A. The City owning most or all of the property in the southeast quadrant of the redevelopment area will ensure that its master plan is built. The fewer number of landowners in the redevelopment project area, the less impedance to complete redevelopment. By completing the planning and land acquisition phases at the same time, years of time will be saved in the redevelopment effort. So many communities that hire developers first and planners second end up with developments that may make money for the developer but don’t meet the needs of the community. While the City is liable for all costs of the land purchases, including interest, taxes, and operating costs, three of the four properties already purchased (or in the process of being purchased) have tenants who are paying rent to the City. To date, these rents have far exceeded total operating costs, thereby creating positive cash flow during the pre-construction period.

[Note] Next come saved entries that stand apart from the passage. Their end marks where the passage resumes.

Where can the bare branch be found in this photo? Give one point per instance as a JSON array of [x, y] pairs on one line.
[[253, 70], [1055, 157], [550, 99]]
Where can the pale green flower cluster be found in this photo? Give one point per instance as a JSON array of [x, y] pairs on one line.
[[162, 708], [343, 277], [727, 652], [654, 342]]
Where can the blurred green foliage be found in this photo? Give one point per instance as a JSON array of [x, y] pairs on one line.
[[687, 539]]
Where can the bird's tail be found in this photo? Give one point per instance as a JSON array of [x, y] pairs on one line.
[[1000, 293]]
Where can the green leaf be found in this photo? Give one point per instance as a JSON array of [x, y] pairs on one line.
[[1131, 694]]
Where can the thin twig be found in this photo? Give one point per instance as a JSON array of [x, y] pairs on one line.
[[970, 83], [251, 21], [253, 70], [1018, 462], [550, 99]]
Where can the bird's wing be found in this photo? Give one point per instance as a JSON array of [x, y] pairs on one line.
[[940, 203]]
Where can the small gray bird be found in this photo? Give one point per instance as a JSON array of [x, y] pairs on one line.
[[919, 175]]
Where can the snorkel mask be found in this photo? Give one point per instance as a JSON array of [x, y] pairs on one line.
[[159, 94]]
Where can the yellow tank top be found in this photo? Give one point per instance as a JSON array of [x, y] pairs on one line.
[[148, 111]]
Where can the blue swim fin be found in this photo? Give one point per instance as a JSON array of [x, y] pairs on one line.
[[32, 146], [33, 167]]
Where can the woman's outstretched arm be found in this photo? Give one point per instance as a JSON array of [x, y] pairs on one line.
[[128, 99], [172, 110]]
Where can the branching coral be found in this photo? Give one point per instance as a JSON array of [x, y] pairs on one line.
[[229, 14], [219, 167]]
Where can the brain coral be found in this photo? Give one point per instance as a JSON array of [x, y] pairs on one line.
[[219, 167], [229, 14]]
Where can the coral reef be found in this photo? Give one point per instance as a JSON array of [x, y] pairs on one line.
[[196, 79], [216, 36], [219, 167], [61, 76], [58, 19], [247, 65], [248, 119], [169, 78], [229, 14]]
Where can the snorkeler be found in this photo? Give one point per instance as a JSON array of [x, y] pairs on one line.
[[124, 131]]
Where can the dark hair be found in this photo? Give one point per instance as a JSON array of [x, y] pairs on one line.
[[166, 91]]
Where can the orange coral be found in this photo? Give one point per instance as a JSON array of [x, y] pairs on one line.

In addition, it is in the city’s best interests to gain control of as many of the CRA parcels in the Southeast quadrant as possible, as soon as possible. Simply put, the creation of the Downtown Master Plan will increase the value of the land within the CRA, which will make it more difficult to acquire later on. When the developers come on board, the best developers will be attracted to a project that has as many contiguous parcels as possible already assembled. The City has acted wisely by adding enormous value to the project by their recent CRA land acquisitions and it is doing what no private entity could do—that is, spending years patiently assembling a Redevelopment area. Our Community Redevelopment Agency, City Council, and STAR deserve our praise for their visionary and progressive thinking!
Q. Why is redevelopment a good investment for the City?
A. Investing in the redevelopment area will help the City in several ways. First, as property values increase in the redevelopment area, there should be a positive ripple effect in property values throughout Temple Terrace. The more the City has to offer on the way of attraction for its citizens, the more demand there will be for houses, townhouses, condominiums, apartments, and commercial property. As demand increases, so do prices. Since property taxes paid to the City are tied to property values, the City can collect more taxes without an increase in tax rates. Temple Terrace has been on the low end of the property value increases over the last five years, and that could change with successful redevelopment. Secondly, the City and County have executed a joint agreement whereby the County will give the City 100% of the ad valorem taxes collected over next ten years from the increase in values of property located within the City’s redevelopment area.